Active Hackathon

BitTorrent For ML: A Novel Decentralised Way Of Using Supercomputers From Your Home

Training the popular GPT-3 from scratch can cost millions of dollars. OpenAI can afford it. But, what if an individual researcher wants to experiment on such a large scale? It is almost impossible to generate funds for toying with networks. 

To address this large gap between innovation and computation in ML, a team of researchers from Russia have introduced Learning@home — a neural network training paradigm that handles large amounts of poorly connected participants.


Sign up for your weekly dose of what's up in emerging technology.

“Hypothetically, a researcher could crowdsource the training of large neural networks with thousands of regular PCs provided by volunteers. The raw computing power of a hundred thousand $2500 desktops dwarfs that of a $250M server pod,” wrote the researchers.

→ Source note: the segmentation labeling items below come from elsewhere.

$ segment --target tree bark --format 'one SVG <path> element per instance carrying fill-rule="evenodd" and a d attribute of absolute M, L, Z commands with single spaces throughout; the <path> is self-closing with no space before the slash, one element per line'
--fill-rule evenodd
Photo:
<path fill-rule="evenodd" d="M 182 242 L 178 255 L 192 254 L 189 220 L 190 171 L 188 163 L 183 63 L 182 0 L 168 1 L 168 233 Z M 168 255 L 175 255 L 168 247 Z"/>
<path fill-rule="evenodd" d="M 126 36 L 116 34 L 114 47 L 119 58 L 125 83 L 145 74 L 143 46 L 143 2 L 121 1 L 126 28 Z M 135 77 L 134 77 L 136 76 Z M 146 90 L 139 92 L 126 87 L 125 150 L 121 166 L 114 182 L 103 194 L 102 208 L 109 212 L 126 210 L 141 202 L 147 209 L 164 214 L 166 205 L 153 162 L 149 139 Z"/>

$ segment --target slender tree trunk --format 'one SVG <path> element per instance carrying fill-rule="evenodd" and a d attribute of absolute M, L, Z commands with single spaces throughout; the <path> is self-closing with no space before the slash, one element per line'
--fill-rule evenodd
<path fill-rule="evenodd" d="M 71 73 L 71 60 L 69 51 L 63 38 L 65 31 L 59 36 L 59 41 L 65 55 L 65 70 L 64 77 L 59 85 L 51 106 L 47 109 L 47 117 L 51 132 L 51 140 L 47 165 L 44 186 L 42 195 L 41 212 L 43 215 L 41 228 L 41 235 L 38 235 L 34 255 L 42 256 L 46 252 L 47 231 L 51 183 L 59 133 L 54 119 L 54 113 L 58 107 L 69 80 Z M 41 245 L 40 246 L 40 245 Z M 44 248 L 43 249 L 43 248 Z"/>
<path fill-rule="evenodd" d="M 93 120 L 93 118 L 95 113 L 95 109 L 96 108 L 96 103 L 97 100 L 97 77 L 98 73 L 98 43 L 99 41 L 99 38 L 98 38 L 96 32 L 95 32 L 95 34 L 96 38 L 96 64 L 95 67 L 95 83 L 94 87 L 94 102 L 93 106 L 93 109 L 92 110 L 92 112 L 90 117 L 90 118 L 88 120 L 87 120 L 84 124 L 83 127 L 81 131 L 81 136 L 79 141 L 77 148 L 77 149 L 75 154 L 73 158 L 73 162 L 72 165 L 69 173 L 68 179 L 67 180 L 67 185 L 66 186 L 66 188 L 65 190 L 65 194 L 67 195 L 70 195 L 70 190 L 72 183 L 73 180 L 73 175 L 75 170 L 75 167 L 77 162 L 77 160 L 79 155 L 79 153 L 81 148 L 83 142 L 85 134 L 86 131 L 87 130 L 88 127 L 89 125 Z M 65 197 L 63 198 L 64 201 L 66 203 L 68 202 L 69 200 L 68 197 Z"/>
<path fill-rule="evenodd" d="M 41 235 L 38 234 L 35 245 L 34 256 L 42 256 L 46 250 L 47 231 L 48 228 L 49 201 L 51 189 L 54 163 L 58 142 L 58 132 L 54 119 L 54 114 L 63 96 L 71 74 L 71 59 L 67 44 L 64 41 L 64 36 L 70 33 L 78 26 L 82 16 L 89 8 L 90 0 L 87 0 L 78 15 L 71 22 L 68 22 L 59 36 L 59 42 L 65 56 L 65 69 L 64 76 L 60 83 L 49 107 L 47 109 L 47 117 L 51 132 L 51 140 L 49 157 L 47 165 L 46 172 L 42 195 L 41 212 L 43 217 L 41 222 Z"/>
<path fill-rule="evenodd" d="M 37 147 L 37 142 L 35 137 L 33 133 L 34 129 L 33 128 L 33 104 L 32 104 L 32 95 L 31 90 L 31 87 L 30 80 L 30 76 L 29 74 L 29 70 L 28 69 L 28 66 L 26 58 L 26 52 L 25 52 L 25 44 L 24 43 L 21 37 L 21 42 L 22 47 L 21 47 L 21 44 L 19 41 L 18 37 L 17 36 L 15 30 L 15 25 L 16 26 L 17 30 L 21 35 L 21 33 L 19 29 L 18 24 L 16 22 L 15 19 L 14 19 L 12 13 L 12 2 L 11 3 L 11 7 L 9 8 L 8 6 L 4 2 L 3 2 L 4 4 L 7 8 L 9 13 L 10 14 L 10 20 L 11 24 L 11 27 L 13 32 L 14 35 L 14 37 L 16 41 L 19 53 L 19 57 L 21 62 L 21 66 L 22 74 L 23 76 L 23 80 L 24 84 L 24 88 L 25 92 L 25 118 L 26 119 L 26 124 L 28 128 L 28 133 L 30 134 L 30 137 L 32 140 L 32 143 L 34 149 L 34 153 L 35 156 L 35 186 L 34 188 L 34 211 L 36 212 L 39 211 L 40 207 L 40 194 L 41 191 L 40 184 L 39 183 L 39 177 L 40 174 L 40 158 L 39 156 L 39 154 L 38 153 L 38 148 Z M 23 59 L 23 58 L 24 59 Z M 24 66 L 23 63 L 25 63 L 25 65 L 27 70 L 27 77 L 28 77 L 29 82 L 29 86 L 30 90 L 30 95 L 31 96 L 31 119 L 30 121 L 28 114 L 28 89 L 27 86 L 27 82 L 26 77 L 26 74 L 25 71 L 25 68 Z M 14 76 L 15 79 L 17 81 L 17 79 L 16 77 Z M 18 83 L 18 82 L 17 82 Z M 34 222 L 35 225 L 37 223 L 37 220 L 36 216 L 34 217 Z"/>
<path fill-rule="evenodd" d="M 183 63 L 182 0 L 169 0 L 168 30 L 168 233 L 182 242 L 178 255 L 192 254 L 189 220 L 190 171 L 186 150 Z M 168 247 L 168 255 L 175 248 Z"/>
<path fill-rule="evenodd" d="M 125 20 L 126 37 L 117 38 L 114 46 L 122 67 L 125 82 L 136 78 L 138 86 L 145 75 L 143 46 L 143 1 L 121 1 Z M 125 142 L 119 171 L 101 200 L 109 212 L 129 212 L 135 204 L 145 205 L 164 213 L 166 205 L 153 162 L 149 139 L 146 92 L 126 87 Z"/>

Recently, they have released a library called hivemind that incorporated a layer of the decentralised mixture of experts (DMoE).

Overview Of DMOE

DMOE inference illustration. (Source: Photo via Paper by Maksim et al.,)

Crowdsourced computation is not a new idea. But, to pull this off, a foolproof system is essential. Learning@home, with their new library, hivemind tries to achieve this. This novel framework and libraries can allow the researchers to crowdsource the computation from volunteers with regular PCs as the combined floating-point performance of such projects are on par with larger supercomputers. 

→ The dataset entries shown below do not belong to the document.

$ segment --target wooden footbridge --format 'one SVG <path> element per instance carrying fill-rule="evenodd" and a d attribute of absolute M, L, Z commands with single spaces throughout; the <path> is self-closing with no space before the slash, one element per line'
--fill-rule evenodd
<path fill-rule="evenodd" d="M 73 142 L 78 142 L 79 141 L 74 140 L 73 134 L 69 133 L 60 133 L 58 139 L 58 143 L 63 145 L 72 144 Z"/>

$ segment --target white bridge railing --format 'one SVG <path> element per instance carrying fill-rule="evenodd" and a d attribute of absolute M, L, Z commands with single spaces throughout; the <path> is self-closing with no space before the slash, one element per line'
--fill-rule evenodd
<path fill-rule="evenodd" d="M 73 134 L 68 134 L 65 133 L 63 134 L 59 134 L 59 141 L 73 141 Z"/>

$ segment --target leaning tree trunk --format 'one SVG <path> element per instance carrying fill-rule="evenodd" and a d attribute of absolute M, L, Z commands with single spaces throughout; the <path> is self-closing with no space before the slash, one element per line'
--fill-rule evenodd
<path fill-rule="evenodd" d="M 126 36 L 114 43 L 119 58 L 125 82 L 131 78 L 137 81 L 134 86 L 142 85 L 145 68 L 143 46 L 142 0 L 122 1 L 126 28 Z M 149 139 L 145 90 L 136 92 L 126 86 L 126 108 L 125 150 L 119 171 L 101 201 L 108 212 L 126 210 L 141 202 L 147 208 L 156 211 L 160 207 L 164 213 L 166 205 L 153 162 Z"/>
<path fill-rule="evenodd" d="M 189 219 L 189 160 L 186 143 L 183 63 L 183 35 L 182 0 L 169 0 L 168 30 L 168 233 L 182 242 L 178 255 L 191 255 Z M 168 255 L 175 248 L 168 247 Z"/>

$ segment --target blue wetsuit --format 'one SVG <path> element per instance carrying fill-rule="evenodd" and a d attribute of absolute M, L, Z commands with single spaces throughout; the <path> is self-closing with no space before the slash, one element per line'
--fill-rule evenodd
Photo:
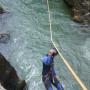
<path fill-rule="evenodd" d="M 57 78 L 54 78 L 56 76 L 55 70 L 54 70 L 54 56 L 45 55 L 42 58 L 43 62 L 43 70 L 42 70 L 42 80 L 44 82 L 46 90 L 53 90 L 52 85 L 53 84 L 57 90 L 63 90 L 62 85 L 60 84 L 59 80 Z"/>

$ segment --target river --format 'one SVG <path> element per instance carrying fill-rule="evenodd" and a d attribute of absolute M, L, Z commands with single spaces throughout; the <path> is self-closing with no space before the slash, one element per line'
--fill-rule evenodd
<path fill-rule="evenodd" d="M 49 0 L 54 41 L 86 87 L 90 89 L 90 28 L 71 20 L 63 0 Z M 53 47 L 46 0 L 0 0 L 7 13 L 0 16 L 0 31 L 10 33 L 0 52 L 15 67 L 28 90 L 45 90 L 40 58 Z M 65 90 L 80 90 L 61 58 L 55 70 Z M 56 89 L 54 89 L 56 90 Z"/>

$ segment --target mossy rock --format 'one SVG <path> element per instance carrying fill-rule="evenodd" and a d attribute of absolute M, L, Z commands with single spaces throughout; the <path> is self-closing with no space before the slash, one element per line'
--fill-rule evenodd
<path fill-rule="evenodd" d="M 0 53 L 0 83 L 6 90 L 23 90 L 25 80 L 21 80 L 14 67 Z"/>

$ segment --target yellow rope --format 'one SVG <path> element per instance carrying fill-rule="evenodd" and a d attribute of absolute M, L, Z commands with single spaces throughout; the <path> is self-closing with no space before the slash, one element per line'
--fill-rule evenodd
<path fill-rule="evenodd" d="M 51 42 L 54 45 L 54 47 L 56 48 L 56 50 L 59 53 L 60 58 L 63 60 L 64 64 L 67 66 L 67 68 L 69 69 L 69 71 L 71 72 L 72 76 L 74 77 L 74 79 L 78 82 L 78 84 L 81 86 L 82 90 L 88 90 L 86 88 L 86 86 L 83 84 L 83 82 L 80 80 L 80 78 L 77 76 L 77 74 L 74 72 L 74 70 L 72 69 L 72 67 L 69 65 L 69 63 L 67 62 L 67 60 L 64 58 L 64 56 L 61 54 L 61 52 L 58 50 L 55 42 L 53 41 L 53 37 L 52 37 L 52 24 L 51 24 L 51 16 L 50 16 L 50 7 L 49 7 L 49 1 L 47 0 L 47 6 L 48 6 L 48 14 L 49 14 L 49 25 L 50 25 L 50 36 L 51 36 Z"/>

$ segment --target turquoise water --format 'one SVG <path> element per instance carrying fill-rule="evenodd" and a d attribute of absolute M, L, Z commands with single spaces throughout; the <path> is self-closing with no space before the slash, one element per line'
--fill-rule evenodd
<path fill-rule="evenodd" d="M 87 88 L 90 88 L 90 28 L 71 20 L 63 0 L 49 0 L 54 41 Z M 2 52 L 27 81 L 28 90 L 45 90 L 40 58 L 53 47 L 50 41 L 46 0 L 0 0 L 8 13 L 0 16 L 0 31 L 10 33 Z M 65 90 L 80 90 L 62 62 L 55 69 Z M 56 89 L 54 89 L 56 90 Z"/>

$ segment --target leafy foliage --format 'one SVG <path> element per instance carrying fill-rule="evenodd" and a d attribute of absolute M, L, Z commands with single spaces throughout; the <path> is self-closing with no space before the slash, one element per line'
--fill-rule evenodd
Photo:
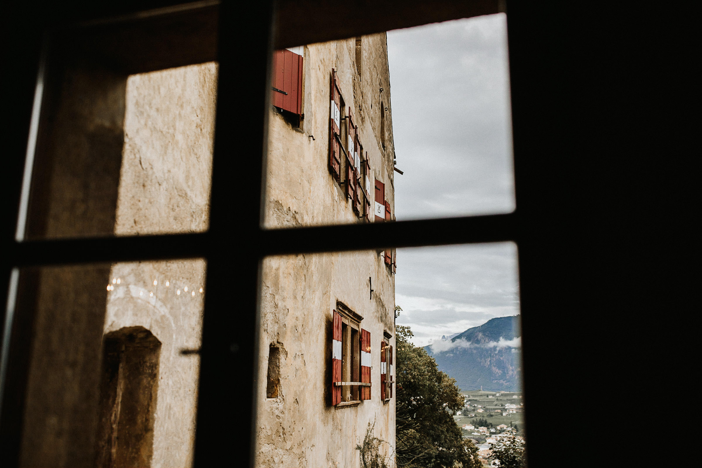
<path fill-rule="evenodd" d="M 396 461 L 399 467 L 479 468 L 478 448 L 463 439 L 453 414 L 463 408 L 456 380 L 437 368 L 436 361 L 397 326 L 395 408 Z"/>
<path fill-rule="evenodd" d="M 526 466 L 524 445 L 521 437 L 501 437 L 499 441 L 490 445 L 492 453 L 489 458 L 496 460 L 498 466 L 502 468 L 524 468 Z"/>
<path fill-rule="evenodd" d="M 387 468 L 385 456 L 380 453 L 380 444 L 388 443 L 382 439 L 376 437 L 373 431 L 376 429 L 376 422 L 373 422 L 371 425 L 368 423 L 368 428 L 366 429 L 366 436 L 364 437 L 363 444 L 357 445 L 356 450 L 359 451 L 361 457 L 361 467 L 362 468 Z"/>

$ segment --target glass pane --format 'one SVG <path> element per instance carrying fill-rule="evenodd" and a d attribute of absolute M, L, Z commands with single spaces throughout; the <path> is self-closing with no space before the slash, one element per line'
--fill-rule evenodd
<path fill-rule="evenodd" d="M 18 240 L 207 230 L 217 10 L 201 6 L 51 34 Z"/>
<path fill-rule="evenodd" d="M 504 14 L 277 51 L 272 69 L 264 227 L 513 210 Z"/>
<path fill-rule="evenodd" d="M 261 281 L 255 466 L 523 455 L 514 243 L 270 257 Z"/>
<path fill-rule="evenodd" d="M 22 466 L 192 465 L 205 267 L 21 270 L 8 361 L 28 371 L 8 388 L 26 381 Z"/>

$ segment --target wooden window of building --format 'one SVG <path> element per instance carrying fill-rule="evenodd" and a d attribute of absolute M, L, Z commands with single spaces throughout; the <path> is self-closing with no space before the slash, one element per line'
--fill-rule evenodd
<path fill-rule="evenodd" d="M 96 466 L 151 466 L 160 354 L 144 327 L 105 335 Z"/>
<path fill-rule="evenodd" d="M 370 333 L 363 317 L 342 302 L 333 311 L 331 404 L 355 406 L 370 399 Z"/>
<path fill-rule="evenodd" d="M 331 98 L 329 107 L 329 171 L 337 182 L 341 175 L 341 109 L 343 108 L 336 70 L 331 69 Z"/>
<path fill-rule="evenodd" d="M 288 49 L 273 53 L 271 102 L 297 116 L 303 113 L 303 57 Z"/>
<path fill-rule="evenodd" d="M 384 331 L 380 341 L 380 399 L 388 401 L 392 398 L 392 346 L 390 344 L 392 335 Z"/>
<path fill-rule="evenodd" d="M 385 219 L 385 185 L 376 179 L 375 220 Z"/>

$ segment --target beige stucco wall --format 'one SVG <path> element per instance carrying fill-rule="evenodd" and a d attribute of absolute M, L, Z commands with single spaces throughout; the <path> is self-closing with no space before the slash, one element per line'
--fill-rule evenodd
<path fill-rule="evenodd" d="M 394 208 L 385 35 L 364 36 L 362 44 L 360 75 L 355 39 L 305 47 L 305 119 L 299 128 L 271 108 L 265 227 L 362 222 L 328 169 L 332 68 L 338 71 L 345 105 L 352 109 L 370 156 L 371 190 L 373 177 L 383 182 L 385 198 Z M 379 135 L 381 99 L 388 107 L 385 151 Z M 338 242 L 343 245 L 344 239 Z M 330 253 L 269 258 L 263 265 L 255 466 L 359 466 L 355 447 L 373 422 L 375 436 L 388 442 L 382 450 L 386 455 L 393 453 L 395 399 L 381 401 L 379 382 L 384 330 L 392 335 L 390 341 L 395 345 L 395 277 L 383 258 L 376 251 Z M 337 301 L 362 316 L 361 328 L 371 333 L 373 384 L 371 399 L 339 408 L 331 405 L 330 396 L 332 311 Z M 271 345 L 283 350 L 280 394 L 274 399 L 266 398 Z"/>
<path fill-rule="evenodd" d="M 206 230 L 216 77 L 215 63 L 128 77 L 67 68 L 60 99 L 47 105 L 55 123 L 42 133 L 39 154 L 55 162 L 48 164 L 46 201 L 33 195 L 39 209 L 28 236 Z M 180 351 L 200 346 L 205 266 L 195 260 L 22 272 L 20 309 L 32 308 L 36 318 L 22 466 L 93 465 L 102 337 L 134 326 L 161 343 L 151 466 L 192 464 L 199 359 Z"/>
<path fill-rule="evenodd" d="M 117 235 L 206 230 L 216 83 L 214 62 L 127 79 Z M 152 467 L 192 465 L 199 357 L 180 352 L 200 347 L 205 267 L 144 262 L 110 271 L 119 283 L 104 332 L 141 326 L 161 342 Z"/>

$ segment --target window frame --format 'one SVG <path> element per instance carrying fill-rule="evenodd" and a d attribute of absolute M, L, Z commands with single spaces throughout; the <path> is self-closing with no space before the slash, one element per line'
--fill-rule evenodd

The challenge in these projects is to figure out a way to utilise crowd power efficiently. Consumer-grade PCs are slower. They are prone to failures. So, instead of adopting the existing distributed training strategies, the authors in their work on DMoE identified the advantages of volunteer computing and designed a new strategy that capitalises on them.

Decentralised Mixture-of-Experts (DMoE) is a layer that contains multiple independent “expert” sub-networks distributed over a pool of workers. It is designed to process any input type by using the appropriate experts (convolutional or attentive).

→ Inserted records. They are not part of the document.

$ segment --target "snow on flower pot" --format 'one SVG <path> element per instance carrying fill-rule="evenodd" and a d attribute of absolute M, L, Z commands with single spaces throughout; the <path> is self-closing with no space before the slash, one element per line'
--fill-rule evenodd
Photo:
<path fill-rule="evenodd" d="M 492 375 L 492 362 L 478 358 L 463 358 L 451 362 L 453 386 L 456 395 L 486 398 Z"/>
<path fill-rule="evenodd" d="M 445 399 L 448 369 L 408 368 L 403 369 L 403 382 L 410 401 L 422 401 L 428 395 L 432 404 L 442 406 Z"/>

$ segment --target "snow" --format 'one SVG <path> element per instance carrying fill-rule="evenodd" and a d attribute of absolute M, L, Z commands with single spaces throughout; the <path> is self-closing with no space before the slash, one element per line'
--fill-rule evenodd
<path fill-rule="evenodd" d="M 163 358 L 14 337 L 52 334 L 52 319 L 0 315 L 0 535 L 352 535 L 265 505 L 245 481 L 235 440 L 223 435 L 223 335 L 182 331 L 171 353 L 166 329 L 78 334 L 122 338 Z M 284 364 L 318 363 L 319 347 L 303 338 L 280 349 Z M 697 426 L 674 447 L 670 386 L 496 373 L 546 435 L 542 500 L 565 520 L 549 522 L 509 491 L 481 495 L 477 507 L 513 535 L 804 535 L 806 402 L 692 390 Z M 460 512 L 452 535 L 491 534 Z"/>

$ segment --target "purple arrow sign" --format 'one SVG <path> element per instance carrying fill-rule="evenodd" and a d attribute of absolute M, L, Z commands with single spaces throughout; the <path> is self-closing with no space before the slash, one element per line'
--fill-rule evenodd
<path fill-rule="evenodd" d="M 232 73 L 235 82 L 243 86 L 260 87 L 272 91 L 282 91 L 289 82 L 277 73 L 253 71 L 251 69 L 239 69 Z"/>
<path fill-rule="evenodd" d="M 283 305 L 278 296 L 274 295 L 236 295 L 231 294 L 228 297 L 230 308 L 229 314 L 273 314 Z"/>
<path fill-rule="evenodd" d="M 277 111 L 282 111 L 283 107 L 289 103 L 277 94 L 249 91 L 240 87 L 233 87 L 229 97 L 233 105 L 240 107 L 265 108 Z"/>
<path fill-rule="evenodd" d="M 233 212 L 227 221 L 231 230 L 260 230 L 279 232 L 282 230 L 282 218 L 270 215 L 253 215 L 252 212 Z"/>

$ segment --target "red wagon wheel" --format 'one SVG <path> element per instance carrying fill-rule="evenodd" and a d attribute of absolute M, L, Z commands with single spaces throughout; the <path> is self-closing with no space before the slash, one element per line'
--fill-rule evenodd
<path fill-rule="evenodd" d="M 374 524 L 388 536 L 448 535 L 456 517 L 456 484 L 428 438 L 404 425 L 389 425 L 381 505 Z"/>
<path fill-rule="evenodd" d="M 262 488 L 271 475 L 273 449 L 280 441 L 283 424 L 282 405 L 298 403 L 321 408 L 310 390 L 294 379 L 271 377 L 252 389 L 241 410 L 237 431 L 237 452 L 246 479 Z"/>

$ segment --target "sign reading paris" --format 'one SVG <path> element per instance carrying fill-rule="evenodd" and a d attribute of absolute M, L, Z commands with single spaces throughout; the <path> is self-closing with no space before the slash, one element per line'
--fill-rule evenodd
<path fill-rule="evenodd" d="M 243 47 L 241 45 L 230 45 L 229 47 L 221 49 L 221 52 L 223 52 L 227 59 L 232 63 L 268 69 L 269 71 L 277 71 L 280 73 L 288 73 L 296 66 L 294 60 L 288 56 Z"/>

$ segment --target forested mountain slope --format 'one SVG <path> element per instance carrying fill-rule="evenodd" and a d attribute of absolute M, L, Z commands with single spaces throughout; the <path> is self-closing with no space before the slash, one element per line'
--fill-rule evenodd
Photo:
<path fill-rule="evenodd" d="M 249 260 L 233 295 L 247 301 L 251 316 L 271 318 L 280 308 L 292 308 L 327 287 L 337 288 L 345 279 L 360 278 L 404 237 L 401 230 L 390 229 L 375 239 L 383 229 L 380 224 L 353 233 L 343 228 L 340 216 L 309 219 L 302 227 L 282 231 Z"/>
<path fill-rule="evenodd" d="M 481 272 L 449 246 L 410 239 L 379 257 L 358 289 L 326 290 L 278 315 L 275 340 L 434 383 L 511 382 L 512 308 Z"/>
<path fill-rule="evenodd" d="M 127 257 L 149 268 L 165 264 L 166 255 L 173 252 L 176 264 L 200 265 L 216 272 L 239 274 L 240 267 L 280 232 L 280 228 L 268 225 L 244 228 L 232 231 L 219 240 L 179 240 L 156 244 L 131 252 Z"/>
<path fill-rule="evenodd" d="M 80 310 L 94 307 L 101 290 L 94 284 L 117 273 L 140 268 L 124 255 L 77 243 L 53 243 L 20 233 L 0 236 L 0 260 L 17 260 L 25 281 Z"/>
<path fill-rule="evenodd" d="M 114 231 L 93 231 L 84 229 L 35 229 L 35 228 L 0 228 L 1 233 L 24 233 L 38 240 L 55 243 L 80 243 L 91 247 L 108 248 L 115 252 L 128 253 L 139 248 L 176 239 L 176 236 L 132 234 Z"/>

To measure the effectiveness, the researchers simulated a distributed training environment, using a large number of identical blocks distributed evenly across 4 NVIDIA GTX 1080 GPUs. Network latency is simulated by adding an artificial delay after computation of each block. 

According to the researchers, the main positive outcome is to let researchers harness volunteer computing and train models on the scale currently available only to large corporations. 

About Hivemind Library

Hivemind is a library for decentralised training of large neural networks. In a nutshell, you want to train a neural network, but all you have is a bunch of enthusiasts with unreliable computers that communicate over the internet. Any peer may fail or leave at any time, but the training must continue. To meet this objective, hivemind models use a specialised layer type: the Decentralised Mixture of Experts (DMoE). 

Hivemind is designed for those who want to:

  • run crowdsourced deep learning using compute from volunteers or decentralised participants;
  • train neural networks on multiple servers with varying compute, bandwidth and reliability;
  • [to be announced] join a worldwide open deep learning experiment.

That said, Learning@home discourages the use of hivemind library for splitting models between 2-3 servers, distributed training for a reliable, uniform and highly connected cluster, and training small models dynamically allocated to in-house workers.

Volunteer computing is driven by societal impact more often than not. It is easier to convince people to share their PCs for solving pandemic problems than for building a deep learning application that adds animal filters to images. 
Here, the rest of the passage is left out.